“热。”
真是天大的笑话!他热不会调自己主卧的温度吗?
“别把我当傻瓜!你热,你就把你自己房间的温度调低啊!”
这次,陆竞珩没有立刻回答,只是笑着看向陆子君,眼神里的暧昧浓度越来越重,
陆子君在电光火石间读懂了那眼神的含义,脑子一懵,话已脱口而出:“你,你,你就是为了逼我去主卧陪睡,是不是?”
又是嘴比脑子快的一天,话刚说出来,陆子君的脸瞬间爆红,这是什么虎狼之词,陪睡都出来了。

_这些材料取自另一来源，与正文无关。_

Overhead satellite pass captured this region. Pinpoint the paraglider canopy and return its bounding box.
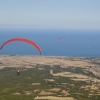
[59,36,64,40]
[0,38,42,55]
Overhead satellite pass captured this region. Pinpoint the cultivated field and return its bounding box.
[0,55,100,100]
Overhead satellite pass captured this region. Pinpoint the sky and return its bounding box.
[0,0,100,30]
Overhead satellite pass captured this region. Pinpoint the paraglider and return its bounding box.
[59,36,64,40]
[59,36,65,43]
[0,38,42,55]
[17,70,20,76]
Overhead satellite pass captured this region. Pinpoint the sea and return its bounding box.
[0,29,100,57]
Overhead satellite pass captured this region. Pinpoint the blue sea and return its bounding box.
[0,29,100,57]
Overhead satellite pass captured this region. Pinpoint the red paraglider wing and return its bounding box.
[0,38,42,55]
[59,36,64,40]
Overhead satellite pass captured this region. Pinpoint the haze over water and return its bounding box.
[0,29,100,57]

“不是陪睡,我们的关系不是这样的。”陆子君试图挽回。
“哦?”陆竞珩身子前倾,“那是怎样?”
“我和你,我和你。”陆子君只觉得天灵感直冒烟,他一跺脚,大声道:“我和你是供需关系,你懂吗?”
“陆竞珩,你有失语症,虽然我不知道为什么非要我摸,你才能说话。”
“但事实如此,我自然就要帮你,当然也不算帮,我是领了工资的。”
“所以我是正经秘书,不是你的床伴。”
“然后?”陆竞珩手一摊,示意陆子君继续。
“哎,你怎么还好意思问我然后?”
“这么明显的供需关系你不明白吗?怎么当董事长?”
“你没有我摸,就说不了话,需要我陪。”
“所以,我是你的上帝,懂吗?”
“没有我摸,你现在都没办法跟我吵架,不是吗?”
陆子君双手叉腰,理直气壮,豌豆射手一般哒哒哒狂喷。
没错,不用怕。皇帝最多一次蹦五个字,绝对骂不赢他。